Selon un article publié par la société technologique Seebo, l’utilisation de l’intelligence artificielle pour la fabrication peut être classée en 5 éléments : 1) la qualité et le rendement prédictifs, qui supervise la production et permet aux fabricants de savoir quelles sont les causes des pertes de production, 2) la maintenance prédictive, qui utilise des algorithmes pour prévenir la défaillance d’un système ou d’une machine et avertit le personnel à l’avance afin qu’il puisse trouver une solution avant que le dommage ne se produise, 3) les robots qui assistent les humains dans la production, qui, grâce à l’IA, peuvent se voir confier des responsabilités croissantes au fur et à mesure de leur apprentissage, 4) les conceptions génératives, qui utilisent des algorithmes pour aider les fabricants à produire de nouvelles conceptions, et 5) l’adaptation au marché, en apportant la possibilité de prédire la demande (Seebo, 2018).
L’Internet des objets (ou IoT) est le terme utilisé pour décrire la connexion des appareils à Internet, ainsi que la possibilité de communiquer entre eux. Grâce à des capteurs dans les machines, ou par l’utilisation de robots et de machines autonomes, un flux constant d’informations est créé, ce qui permet d’ajuster la production, de prévenir les éventuels défauts ou de détecter les étapes où la production peut être améliorée.

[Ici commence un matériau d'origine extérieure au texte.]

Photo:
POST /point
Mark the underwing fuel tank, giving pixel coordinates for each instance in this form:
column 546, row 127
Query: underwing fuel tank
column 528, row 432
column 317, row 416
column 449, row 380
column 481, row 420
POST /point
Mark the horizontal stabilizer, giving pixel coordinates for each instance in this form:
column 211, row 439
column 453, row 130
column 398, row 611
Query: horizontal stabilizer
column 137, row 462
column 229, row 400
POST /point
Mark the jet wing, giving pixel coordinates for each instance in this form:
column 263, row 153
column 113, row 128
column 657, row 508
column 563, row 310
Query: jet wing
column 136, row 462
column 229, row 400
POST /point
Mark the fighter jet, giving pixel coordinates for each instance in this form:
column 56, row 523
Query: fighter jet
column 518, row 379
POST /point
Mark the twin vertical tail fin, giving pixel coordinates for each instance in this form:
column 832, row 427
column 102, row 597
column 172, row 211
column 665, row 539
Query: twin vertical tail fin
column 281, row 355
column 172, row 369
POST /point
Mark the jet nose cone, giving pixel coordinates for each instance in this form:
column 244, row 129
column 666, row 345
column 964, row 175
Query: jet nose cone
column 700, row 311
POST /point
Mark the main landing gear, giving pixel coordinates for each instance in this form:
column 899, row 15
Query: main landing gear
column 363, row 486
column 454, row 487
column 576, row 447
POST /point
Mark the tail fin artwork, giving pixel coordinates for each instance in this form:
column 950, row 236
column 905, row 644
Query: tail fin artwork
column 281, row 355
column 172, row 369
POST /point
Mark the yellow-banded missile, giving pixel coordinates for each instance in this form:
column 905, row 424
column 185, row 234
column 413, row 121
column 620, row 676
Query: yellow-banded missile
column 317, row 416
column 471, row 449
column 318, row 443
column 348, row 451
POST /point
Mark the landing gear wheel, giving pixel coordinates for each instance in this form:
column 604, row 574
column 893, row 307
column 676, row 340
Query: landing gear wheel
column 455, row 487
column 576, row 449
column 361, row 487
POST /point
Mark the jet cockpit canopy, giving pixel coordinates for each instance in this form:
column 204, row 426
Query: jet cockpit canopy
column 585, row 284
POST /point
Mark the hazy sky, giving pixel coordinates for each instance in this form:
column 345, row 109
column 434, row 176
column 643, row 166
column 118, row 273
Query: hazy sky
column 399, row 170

De manière générale, les systèmes cyber-physiques (CPS) sont des dispositifs contrôlés par des calculs et des algorithmes. Ces dispositifs sont surveillés par des ordinateurs qui contrôlent les processus physiques (TechNative, 2020). Cependant, la clé réside dans le retour d’information, grâce auquel le système interprète les actions, trace les résultats et apprend automatiquement à améliorer les performances.
LeBig Data est la collecte de données provenant de sources traditionnelles et numériques qui se produit de manière continue. Cette énorme quantité de données est une source d’informations extrêmement précieuse, qui doit être analysée en temps réel afin de tirer des conclusions qui permettent aux industries d’être plus efficaces.

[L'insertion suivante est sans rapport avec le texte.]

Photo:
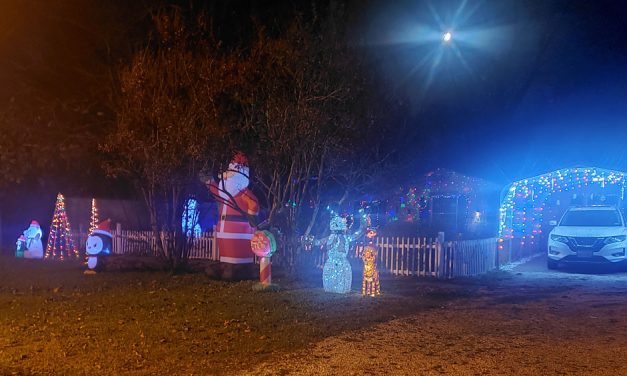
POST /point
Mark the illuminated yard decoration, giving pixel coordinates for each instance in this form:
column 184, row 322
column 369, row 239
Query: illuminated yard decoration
column 190, row 218
column 529, row 204
column 60, row 244
column 94, row 219
column 337, row 274
column 20, row 246
column 34, row 247
column 98, row 246
column 263, row 244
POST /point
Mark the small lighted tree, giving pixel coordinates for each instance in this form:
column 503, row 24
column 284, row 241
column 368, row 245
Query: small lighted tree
column 94, row 220
column 60, row 244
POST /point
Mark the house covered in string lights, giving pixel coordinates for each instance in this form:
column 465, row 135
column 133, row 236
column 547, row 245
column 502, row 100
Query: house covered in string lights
column 446, row 201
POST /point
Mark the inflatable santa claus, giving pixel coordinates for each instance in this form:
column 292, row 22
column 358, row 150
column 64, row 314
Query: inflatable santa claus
column 236, row 205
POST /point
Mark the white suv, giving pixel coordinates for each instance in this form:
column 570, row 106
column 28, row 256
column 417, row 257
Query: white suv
column 591, row 234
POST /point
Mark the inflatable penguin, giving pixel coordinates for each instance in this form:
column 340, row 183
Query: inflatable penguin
column 99, row 245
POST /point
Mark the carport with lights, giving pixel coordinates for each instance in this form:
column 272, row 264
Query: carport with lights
column 529, row 206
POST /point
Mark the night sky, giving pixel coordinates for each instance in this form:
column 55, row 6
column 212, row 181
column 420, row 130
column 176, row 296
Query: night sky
column 525, row 87
column 541, row 85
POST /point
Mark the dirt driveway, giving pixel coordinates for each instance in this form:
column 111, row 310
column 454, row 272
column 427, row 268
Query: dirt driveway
column 532, row 321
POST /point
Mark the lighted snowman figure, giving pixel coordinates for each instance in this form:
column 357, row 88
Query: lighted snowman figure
column 337, row 275
column 34, row 247
column 98, row 246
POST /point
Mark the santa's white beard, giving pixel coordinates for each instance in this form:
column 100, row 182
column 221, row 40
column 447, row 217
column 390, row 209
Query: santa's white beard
column 234, row 184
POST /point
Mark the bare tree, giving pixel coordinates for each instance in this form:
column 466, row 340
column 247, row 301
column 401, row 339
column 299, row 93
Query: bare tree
column 168, row 123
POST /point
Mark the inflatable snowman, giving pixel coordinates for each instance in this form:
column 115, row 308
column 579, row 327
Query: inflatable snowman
column 34, row 247
column 337, row 275
column 98, row 247
column 20, row 246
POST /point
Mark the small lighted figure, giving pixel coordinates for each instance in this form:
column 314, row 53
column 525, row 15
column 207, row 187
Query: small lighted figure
column 263, row 244
column 34, row 247
column 370, row 284
column 20, row 246
column 337, row 275
column 98, row 247
column 447, row 37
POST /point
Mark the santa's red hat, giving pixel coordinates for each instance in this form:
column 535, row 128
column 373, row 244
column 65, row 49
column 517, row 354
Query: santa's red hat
column 103, row 228
column 239, row 163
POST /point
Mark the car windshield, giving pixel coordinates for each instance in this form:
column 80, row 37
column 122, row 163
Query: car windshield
column 604, row 218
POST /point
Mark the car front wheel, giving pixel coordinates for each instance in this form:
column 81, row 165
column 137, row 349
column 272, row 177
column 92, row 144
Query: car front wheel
column 551, row 264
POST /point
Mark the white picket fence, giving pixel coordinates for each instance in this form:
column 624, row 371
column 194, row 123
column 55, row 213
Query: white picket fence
column 427, row 257
column 421, row 257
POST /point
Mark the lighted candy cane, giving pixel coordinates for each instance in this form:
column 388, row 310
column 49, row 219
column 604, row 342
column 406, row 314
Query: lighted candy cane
column 263, row 245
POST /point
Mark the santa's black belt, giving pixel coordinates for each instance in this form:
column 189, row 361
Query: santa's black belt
column 234, row 218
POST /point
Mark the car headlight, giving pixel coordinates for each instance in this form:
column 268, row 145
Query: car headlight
column 615, row 239
column 559, row 238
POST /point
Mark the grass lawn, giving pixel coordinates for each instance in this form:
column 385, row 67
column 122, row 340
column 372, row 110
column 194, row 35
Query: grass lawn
column 54, row 319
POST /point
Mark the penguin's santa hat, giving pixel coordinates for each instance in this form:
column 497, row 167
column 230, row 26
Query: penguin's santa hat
column 103, row 228
column 239, row 163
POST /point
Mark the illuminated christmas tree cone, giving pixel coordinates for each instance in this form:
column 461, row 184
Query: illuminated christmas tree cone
column 263, row 244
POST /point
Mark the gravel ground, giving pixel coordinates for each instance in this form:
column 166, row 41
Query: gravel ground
column 533, row 322
column 526, row 321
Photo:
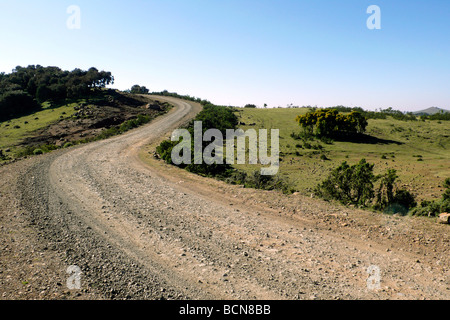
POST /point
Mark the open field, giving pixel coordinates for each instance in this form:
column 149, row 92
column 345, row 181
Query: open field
column 418, row 150
column 11, row 136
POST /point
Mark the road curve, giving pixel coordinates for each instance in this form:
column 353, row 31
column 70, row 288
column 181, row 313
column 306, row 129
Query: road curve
column 136, row 235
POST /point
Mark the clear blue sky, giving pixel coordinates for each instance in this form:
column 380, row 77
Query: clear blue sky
column 315, row 52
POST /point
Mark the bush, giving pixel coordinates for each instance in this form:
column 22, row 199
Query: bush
column 349, row 184
column 434, row 208
column 330, row 123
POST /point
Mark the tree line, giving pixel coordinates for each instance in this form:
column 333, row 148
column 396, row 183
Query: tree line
column 24, row 89
column 330, row 123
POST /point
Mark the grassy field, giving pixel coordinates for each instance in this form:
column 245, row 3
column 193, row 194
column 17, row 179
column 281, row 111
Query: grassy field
column 418, row 150
column 12, row 132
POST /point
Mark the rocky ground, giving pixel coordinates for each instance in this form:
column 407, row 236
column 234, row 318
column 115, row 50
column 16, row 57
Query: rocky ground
column 147, row 230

lesimprimantes 3D jouent un rôle très important dans l’industrie 4.0. Bien qu’elles existent depuis les années 1980, elles n’ont commencé à devenir réellement exploitables et abordables qu’au cours de la dernière décennie. l’impression 3D a désormais révolutionné le secteur industriel. L’une de ses principales utilisations consiste à prototyper des produits de manière plus rapide et plus rentable. Elle raccourcit les délais de production et facilite la détection des erreurs de conception qui peuvent être résolues plus rapidement. Ces dernières années, les innovations en matière d’impression 3D ont provoqué un changement radical dans la fabrication de tous les types de produits.
Tous ces facteurs se traduisent par une production intelligente et adaptable. Ils reposent sur le fait que les machines sont connectées entre elles et à Internet grâce, entre autres, à des capteurs omniprésents, qui permettent d’optimiser les processus de production.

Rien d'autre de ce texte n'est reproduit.